Harry let out a small noise of contentment and let his eyes flutter closed.  “Didn’t think that you’d approve,” he said.


“And why wouldn’t we?”  Draco rubbed a proprietary hand over Harry’s feet, his touch both soothing and grounding.  “We want you to be happy, and if that’s what you need, Severus and I have no right to complain.”


“I don’t know why I thought it,” Harry said after a moment of consideration.  He didn’t know what his reasoning had been.  They’d taken him out to that amazing Muggle restaurant, and it had been wonderful, so of course they wouldn’t mind it if he chose to go wandering in the Muggle world.


The next day, Harry followed his Mind Healer’s orders and went wandering.  It was strange, going out alone for the first time in forever to someplace other than the grocery store.  At first, Harry found it difficult to trust that he would be fine, but the more often he walked past someone and was ignored, the better he felt.  No one even glanced in his direction.


He wandered for hours, losing track of time until the sun began to set.  Then he Apparated home and slipped in the door, feeling guilty because he hadn’t yet cooked dinner, and Draco and Severus had to be home from work.  They never stayed out late anymore, a fact which Harry greatly appreciated.

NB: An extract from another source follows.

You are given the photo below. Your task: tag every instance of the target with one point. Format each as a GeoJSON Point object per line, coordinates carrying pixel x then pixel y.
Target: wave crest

The smell of food hit him as soon as he walked into the house.  Draco and Severus were, as Harry had suspected, already home, and they were sitting in the dining room, several unopened cartons of Chinese food in the middle of the table.


Harry winced as he slid into his seat.  “I’m sorry that I’m so late,” he whispered.

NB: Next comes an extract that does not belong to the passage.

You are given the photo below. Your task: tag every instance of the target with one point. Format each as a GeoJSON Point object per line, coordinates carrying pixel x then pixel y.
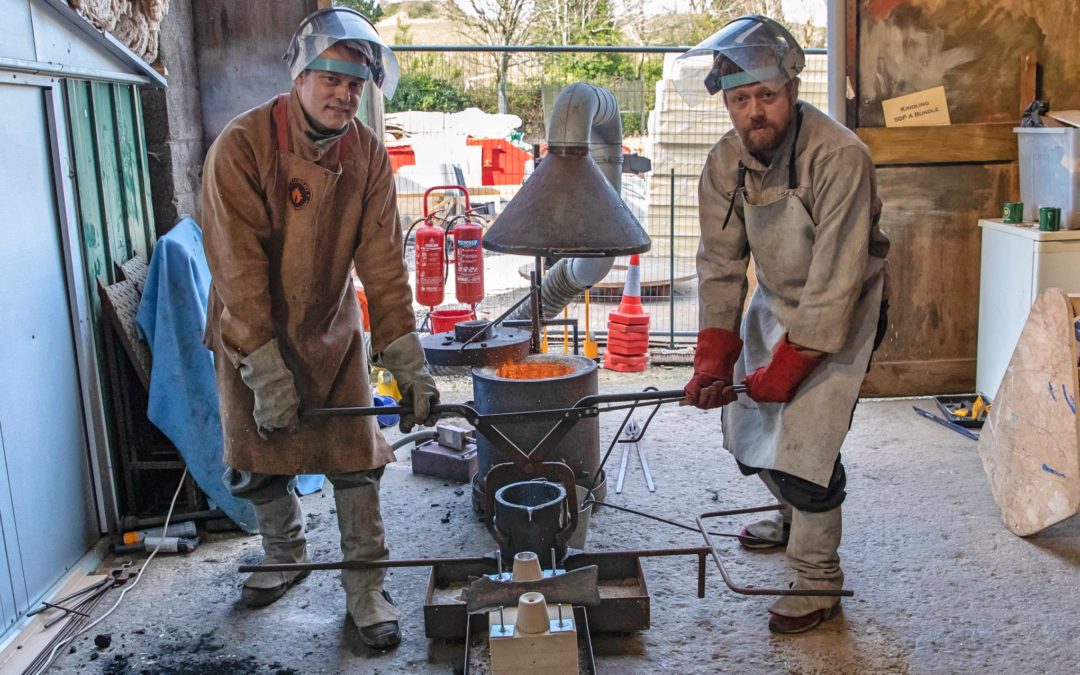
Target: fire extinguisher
{"type": "Point", "coordinates": [430, 260]}
{"type": "Point", "coordinates": [468, 258]}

He wasn’t prepared for the two bright smiles he got in return.  “We aren’t sorry at all,” Draco said.  He took Harry’s hand and squeezed it.  “In fact, I think that Severus and I are thrilled that you were out for so long.”


There was a time when Harry would have taken that in the worst possible way, but as his relationship with the two of them had improved, he’d learned to take things in the spirit they were intended.  And Harry knew that Draco meant that they were glad that he’d been able to go out and have fun without them.


“Thanks,” Harry said, a bit shyly.  He swallowed and looked away.  “So, Chinese food?”


The change of subject was gracefully accepted, and the rest of the evening was spent in quiet conversation.  Harry went to bed that night with a smile on his face.




A week later, Harry was still wandering Muggle London.  He’d found so many fascinating places, and found himself intrigued by a handful of shops with help wanted signs in their windows.  A small, part time job might be exactly what he needed.  He hadn’t talked it over with Draco or Severus, but he was pretty sure that they would approve of something that got him out of the house regularly.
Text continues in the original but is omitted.